Several organisations stress that the reform will allow new land uses on pristine coastlines, so large areas that are currently protected will lose that protection.
Minister Arias Cañete made some other announcements that alarmed environmentalists. He said the legal framework for the protection of the natural environment will be revised, measures will be taken to improve management of the network of national parks and the Red Natura 2000 (an EU biodiversity conservation scheme), and there will be a reform of the National Hydrological Plan.
“The grey economy is back,” after all the progress the country had made towards a green economy, said José Díaz Trillo, the regional environment minister for the government (Junta) of Andalusia, the largest and most populous region in Spain, governed by the opposition Spanish Socialist Workers’ Party (PSOE).
Rodríguez gave IPS an indication of how Greenpeace will respond to the measures announced. “When these measures begin to come into effect, we will decide what response to make, but no doubt it will include organising demonstrations and analysing the legal situation to see if the changes to the laws can be appealed,” he said.
Greenpeace issued a communiqué on Feb. 1, just after the minister announced the new policy, expressing its fears that Spain would return to the bad old water management policies, and that lower standards would be applied to environmental impact assessments for future development projects.
“After the minister’s speech, it is clear that the present government regards environmental policies as an obstacle to economic development, and not as an opportunity to overcome the crisis,” Rodríguez said.

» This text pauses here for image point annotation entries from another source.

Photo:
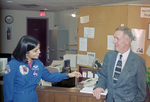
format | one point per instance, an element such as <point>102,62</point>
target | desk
<point>59,94</point>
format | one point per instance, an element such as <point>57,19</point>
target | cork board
<point>105,19</point>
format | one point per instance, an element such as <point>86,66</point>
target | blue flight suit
<point>20,81</point>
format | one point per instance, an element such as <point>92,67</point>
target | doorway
<point>38,28</point>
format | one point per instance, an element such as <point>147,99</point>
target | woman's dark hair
<point>23,47</point>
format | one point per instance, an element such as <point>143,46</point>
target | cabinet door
<point>45,96</point>
<point>62,97</point>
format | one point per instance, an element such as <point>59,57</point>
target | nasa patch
<point>7,69</point>
<point>35,73</point>
<point>24,70</point>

“While we wait for the details of the ministry’s strategy to emerge, Greenpeace will vigorously oppose any measure that would lead to lower levels of environmental protection than those that have been achieved so far, especially if they involve the Coastal Law, the fight against climate change or regulation and control of overfishing.”

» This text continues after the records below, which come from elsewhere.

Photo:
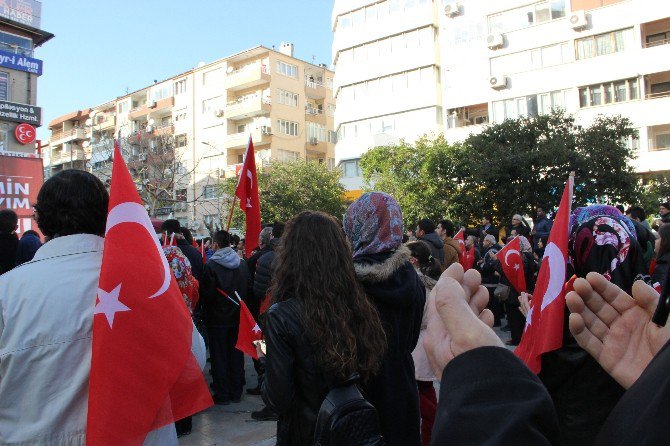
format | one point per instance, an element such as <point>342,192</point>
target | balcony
<point>248,107</point>
<point>315,89</point>
<point>73,134</point>
<point>240,140</point>
<point>150,107</point>
<point>247,77</point>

According to Greenpeace, the Rajoy government’s stated intentions strike at the basic principles of the defence of the Mediterranean coastline, and of public use of the coast.
This interpretation is based on the premise that increasing the number of coastal concessions and relaxing their conditions, especially in the tourism industry, “will accelerate the loss of the land-sea public domain and open the door to new forms of land use on the coast, leaving the Coastal Law without effect.”
Greenpeace particularly criticises the ambiguity and vagueness in the minister’s speech; “when he said ‘curbing economic activity on the coast does not guarantee conservation,’ he is opening the door to new urbanisation projects,” Rodríguez said.
In Greenpeace’s view, such a prospect would affect the environmental health of the “saturated” Spanish coastline.
The NGO also complains that the minister did not clarify whether he supports a 30 percent reduction in European greenhouse gas emissions by 2020, as a way of mitigating climate change.
“This omission is striking when, two days before the minister’s speech to parliament, the European Commission published a study showing clear economic benefits for each of the EU member states from intensifying the fight against climate change,” Rodríguez said.
That is why Greenpeace is calling on the government to end public subsidies to dirty industries, and to commit itself to ensuring that new emissions rights granted to the electricity sector after 2012, are all allocated by auction.
In 2009 it was determined that electricity companies would cease to have free emissions rights from 2013. Spanish electricity generating companies will need to buy emissions rights for an estimated 104 million tonnes of carbon dioxide (CO2) next year, at a cost of some 2.8 billion dollars.
The PSOE environment secretary, Hugo Morán, said “the minister’s strategy of demolishing all current environmental legislation poses the greatest risk to the future viability of our country’s principal economic pillars: agriculture and tourism.”
Meanwhile, the regional environment minister for Andalusia, José Díaz, said that if the government’s reform package goes through, it will “set Spain back 40 years in terms of environmental policy.”